Ein Gesetzentwurf soll das Anbieten eigener Arbeitskraft im öffentlichen Raum verbieten. AktivistInnen und der DGB lehnen die Pläne ab.

Männer stehen vor einem Gebäude

Warten auf einen Tagesjob in Berlin Foto: imago/Christian Ditsch

BERLIN taz | Die Bundesregierung will das Anbieten der eigenen Arbeitskraft auf der Straße erschweren. Einen entsprechenden Gesetzentwurf hat das Finanzministeriums vorgelegt. Demnach soll es künftig verboten sein, die „Arbeitskraft als Tagelöhner im öffentlichen Raum aus einer Gruppe heraus anzubieten“, wenn Schwarzarbeit oder illegale Beschäftigung so erleichtert werden können.

Die Finanzkontrolle Schwarzarbeit (FKS) – eine Einheit des Zolls – soll Verstöße künftig mit Platzverweis und Bußgeld bis zu 5.000 Euro ahnden können. Die FKS soll so die sogenannten Tagelöhnerbörsen auflösen und „die Arbeitsuchenden in eine legale Beschäftigung […] bringen“, heißt es in der Gesetzesbegründung. Das Ausbeutungsrisiko für Arbeitsuchende sei bei dieser Form der Tagelöhnerei besonders hoch.

Der Koordinierungskreis gegen Menschenhandel (KOK) bezweifelt, dass die neue Bestimmung für die Betroffenen hilfreich ist, und lehnt die Gesetzesänderung ab.
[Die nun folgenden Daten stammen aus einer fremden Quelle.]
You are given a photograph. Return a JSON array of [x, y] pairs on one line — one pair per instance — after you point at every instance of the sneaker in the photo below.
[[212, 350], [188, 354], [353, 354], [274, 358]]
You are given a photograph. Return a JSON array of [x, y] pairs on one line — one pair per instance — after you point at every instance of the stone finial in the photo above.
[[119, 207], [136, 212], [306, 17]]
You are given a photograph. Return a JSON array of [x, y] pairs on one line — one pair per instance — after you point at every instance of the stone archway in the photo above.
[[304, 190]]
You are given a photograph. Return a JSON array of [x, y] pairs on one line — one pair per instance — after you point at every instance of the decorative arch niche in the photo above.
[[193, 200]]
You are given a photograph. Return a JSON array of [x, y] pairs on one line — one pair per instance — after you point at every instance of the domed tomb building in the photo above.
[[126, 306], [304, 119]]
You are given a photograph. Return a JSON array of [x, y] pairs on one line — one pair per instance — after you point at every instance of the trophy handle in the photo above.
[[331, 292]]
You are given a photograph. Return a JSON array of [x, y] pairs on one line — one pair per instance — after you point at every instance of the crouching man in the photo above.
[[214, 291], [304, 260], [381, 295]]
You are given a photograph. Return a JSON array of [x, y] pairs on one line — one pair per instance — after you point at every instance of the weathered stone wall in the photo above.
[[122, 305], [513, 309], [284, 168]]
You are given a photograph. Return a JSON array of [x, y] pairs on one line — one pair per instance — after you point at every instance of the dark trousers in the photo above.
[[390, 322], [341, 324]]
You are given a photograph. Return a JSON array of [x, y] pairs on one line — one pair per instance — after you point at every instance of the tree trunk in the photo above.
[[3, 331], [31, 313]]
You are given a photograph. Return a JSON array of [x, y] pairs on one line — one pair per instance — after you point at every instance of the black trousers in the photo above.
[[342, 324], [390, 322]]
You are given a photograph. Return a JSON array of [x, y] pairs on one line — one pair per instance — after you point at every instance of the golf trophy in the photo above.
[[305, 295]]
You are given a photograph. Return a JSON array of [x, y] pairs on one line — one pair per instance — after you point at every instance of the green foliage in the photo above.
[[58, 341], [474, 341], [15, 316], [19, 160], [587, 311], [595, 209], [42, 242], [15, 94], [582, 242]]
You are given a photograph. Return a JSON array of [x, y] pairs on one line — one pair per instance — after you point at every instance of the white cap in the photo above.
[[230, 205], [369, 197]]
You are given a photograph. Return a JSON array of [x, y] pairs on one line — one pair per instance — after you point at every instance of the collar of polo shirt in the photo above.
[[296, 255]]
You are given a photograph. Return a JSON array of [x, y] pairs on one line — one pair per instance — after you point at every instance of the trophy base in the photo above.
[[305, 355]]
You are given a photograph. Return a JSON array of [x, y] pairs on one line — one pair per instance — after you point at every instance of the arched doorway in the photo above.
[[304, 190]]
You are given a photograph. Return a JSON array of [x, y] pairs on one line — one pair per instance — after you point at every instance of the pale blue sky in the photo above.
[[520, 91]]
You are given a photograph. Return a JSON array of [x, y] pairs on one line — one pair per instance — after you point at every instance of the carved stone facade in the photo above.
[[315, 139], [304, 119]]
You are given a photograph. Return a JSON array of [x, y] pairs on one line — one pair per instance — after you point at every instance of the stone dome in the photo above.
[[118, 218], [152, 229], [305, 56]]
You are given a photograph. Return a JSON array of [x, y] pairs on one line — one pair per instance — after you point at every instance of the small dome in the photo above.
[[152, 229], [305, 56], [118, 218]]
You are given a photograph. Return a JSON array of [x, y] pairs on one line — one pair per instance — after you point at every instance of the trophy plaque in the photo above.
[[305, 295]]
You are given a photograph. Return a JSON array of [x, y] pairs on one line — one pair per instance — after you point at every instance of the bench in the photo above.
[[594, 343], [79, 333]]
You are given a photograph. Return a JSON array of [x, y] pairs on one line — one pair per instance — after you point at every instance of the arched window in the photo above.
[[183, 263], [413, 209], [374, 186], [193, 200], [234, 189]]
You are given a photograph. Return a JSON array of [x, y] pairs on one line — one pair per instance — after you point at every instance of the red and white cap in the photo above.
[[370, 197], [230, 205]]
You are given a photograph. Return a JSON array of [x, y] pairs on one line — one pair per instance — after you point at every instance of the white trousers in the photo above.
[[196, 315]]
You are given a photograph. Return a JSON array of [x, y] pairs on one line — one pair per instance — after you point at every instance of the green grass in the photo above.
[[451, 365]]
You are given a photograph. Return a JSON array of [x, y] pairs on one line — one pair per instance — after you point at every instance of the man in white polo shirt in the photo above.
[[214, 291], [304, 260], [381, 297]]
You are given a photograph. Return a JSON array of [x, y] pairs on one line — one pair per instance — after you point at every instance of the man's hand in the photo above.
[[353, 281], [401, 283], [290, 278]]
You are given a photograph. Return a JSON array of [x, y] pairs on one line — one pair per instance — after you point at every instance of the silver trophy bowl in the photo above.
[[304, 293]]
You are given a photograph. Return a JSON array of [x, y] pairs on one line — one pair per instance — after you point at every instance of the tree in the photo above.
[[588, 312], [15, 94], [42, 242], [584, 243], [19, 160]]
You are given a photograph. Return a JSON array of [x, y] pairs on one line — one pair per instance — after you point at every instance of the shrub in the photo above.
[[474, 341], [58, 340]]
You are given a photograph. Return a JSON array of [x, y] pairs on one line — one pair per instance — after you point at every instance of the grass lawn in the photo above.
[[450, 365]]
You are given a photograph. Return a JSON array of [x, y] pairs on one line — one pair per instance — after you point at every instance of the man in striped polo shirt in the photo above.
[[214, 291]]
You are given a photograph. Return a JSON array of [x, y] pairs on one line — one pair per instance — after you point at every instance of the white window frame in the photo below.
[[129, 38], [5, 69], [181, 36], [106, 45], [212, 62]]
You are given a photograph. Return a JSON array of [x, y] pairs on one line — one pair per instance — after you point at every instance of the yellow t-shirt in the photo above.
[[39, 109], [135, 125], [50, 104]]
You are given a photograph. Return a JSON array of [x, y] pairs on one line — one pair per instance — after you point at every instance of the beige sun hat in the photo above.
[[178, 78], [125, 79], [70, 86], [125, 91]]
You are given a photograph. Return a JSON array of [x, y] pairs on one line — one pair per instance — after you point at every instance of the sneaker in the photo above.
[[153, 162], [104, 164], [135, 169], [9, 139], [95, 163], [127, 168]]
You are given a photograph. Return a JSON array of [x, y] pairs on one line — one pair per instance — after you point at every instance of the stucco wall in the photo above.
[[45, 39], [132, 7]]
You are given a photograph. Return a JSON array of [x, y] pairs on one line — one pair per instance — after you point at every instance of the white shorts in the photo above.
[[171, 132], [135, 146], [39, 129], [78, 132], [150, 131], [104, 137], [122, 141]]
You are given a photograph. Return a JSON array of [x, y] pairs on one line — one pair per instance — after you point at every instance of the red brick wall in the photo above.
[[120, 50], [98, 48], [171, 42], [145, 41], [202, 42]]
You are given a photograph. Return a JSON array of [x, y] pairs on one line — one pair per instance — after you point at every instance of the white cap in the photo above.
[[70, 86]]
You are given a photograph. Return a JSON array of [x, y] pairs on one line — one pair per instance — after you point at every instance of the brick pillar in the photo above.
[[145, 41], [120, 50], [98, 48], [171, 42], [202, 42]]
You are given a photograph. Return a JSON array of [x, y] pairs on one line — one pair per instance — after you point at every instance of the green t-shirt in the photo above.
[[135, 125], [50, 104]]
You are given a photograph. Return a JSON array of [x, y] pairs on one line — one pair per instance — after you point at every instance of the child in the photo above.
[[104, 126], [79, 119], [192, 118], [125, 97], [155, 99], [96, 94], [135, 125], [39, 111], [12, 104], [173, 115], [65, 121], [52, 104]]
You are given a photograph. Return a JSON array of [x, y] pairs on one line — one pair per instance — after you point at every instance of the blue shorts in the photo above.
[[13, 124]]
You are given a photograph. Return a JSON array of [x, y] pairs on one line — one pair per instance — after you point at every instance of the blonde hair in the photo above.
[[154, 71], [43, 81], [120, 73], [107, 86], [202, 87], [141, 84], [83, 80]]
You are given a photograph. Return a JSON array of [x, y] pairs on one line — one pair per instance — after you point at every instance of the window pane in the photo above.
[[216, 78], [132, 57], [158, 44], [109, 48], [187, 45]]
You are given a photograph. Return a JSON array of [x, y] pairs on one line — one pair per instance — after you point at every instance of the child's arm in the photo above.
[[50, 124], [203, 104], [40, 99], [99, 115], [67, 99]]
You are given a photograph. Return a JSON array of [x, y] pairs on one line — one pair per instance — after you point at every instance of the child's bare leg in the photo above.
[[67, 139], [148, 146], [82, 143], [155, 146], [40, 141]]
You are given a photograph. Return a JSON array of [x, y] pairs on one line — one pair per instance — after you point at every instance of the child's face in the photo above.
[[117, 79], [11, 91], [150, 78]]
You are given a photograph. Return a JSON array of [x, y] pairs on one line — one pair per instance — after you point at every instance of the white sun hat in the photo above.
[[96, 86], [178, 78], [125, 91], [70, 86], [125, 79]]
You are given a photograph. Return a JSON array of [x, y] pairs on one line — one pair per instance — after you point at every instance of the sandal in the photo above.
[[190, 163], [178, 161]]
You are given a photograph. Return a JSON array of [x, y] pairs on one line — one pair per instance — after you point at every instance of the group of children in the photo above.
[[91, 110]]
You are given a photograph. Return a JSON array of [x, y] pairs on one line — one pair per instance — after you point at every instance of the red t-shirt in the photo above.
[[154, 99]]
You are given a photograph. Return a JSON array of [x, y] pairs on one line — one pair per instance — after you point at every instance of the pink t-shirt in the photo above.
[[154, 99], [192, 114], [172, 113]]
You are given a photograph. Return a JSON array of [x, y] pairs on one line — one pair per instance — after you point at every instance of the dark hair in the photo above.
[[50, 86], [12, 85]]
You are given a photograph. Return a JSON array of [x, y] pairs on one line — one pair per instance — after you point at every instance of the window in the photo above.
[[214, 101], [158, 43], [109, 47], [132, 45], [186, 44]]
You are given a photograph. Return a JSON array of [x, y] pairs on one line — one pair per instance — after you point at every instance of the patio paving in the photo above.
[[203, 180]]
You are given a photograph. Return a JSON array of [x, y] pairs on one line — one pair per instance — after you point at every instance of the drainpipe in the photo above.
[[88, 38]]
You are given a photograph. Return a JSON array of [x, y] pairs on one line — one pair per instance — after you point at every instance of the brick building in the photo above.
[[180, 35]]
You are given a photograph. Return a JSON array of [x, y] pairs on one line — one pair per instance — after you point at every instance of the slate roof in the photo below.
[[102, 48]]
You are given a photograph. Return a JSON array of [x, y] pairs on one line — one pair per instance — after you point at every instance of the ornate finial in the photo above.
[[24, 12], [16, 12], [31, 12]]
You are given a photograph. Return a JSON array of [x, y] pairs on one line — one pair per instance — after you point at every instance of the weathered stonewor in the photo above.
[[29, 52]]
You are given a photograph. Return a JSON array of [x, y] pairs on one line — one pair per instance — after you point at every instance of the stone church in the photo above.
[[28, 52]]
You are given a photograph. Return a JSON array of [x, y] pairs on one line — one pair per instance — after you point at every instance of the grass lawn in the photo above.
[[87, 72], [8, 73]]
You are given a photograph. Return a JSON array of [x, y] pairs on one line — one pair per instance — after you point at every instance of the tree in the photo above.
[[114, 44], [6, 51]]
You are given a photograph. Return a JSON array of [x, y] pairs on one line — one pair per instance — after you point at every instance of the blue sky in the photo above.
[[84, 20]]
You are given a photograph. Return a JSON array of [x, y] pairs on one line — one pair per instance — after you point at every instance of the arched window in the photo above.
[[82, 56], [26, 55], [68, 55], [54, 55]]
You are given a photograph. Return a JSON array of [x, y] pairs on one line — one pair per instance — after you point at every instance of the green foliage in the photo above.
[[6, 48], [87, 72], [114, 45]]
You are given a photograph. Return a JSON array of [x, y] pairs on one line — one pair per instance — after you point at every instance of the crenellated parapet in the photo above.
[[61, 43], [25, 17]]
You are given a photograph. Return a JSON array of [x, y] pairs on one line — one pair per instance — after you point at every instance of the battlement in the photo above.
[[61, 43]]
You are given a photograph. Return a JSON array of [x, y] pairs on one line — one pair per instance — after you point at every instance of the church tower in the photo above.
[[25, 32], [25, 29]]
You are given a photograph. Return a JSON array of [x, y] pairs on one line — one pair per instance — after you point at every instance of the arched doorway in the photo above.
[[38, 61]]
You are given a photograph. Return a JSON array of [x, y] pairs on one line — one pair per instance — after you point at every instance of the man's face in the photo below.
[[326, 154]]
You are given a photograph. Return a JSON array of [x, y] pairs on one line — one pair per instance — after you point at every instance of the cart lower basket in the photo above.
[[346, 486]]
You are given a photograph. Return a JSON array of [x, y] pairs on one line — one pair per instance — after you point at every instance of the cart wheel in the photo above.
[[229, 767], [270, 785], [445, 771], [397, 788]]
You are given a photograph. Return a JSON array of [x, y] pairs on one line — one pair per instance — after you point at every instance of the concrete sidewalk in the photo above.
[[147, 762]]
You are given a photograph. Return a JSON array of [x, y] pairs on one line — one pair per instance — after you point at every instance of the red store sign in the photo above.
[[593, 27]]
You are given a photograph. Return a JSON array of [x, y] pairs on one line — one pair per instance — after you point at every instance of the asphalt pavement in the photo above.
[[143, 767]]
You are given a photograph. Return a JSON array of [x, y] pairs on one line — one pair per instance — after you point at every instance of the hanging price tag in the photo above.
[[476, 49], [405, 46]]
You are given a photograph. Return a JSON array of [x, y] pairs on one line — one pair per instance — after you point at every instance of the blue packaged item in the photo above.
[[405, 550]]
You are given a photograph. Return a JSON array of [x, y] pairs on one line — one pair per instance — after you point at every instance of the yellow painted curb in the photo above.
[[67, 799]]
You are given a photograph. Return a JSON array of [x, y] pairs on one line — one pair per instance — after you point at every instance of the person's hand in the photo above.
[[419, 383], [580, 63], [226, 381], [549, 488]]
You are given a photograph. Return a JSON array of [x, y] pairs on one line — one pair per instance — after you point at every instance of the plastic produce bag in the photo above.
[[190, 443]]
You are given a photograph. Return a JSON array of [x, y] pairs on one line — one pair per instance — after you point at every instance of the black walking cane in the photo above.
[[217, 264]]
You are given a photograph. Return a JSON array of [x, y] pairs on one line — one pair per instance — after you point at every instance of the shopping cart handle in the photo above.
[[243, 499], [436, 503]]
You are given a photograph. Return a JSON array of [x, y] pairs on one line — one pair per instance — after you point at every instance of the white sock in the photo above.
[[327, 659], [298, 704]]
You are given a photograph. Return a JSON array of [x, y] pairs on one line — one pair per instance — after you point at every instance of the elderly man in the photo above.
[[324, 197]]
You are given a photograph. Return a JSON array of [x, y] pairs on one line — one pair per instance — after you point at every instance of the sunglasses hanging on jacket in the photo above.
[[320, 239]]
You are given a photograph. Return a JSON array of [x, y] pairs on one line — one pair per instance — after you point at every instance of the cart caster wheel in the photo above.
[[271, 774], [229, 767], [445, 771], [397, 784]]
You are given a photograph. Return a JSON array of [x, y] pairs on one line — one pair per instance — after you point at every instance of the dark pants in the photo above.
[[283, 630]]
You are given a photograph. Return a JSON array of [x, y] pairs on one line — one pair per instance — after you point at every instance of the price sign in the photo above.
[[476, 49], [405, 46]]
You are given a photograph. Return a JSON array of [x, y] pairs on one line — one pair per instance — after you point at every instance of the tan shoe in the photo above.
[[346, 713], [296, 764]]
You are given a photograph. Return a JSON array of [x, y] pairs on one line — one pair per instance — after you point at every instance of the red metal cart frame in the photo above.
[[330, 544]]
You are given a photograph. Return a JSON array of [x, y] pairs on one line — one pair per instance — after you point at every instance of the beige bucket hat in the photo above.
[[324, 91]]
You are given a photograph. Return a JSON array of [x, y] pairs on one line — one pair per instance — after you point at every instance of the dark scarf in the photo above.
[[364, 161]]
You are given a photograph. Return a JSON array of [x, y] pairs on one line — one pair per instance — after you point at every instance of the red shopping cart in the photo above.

Zwar gebe es auf den Tagelöhnerbörsen in vielen Großstädten Ausbeutung und auch Zwangsarbeit. Doch Personen, die sich so Arbeitsmöglichkeiten suchen müssen, hätten „häufig keine anderen Möglichkeiten, ihren Unterhalt zu sichern“, heißt es in einer Stellungnahme des KOK: „Ohne den dort Arbeitsuchenden andere Erwerbsmöglichkeiten oder anderweitige Unterstützung anzubieten, ist eine schlichte Verlagerung des Problems zu befürchten.“

Annelie Buntenbach, DGB

„Die Verantwortung wird den betroffenen Arbeitnehmern zugeschoben“

Auch der DGB sieht den Vorstoß kritisch. „Mit dem Verbot wird die Verantwortung für eine illegale Beschäftigung den betroffenen Arbeitnehmerinnen und Arbeitnehmern zugeschoben, statt durch Kontrollen diejenigen zu belangen, die Menschen illegal beschäftigen oder sogar ausbeuten“, sagt Vorstandsmitglied Annelie Buntenbach der taz. Die Abhängigkeit beim Zustandekommen illegaler Beschäftigung werde „verdreht“.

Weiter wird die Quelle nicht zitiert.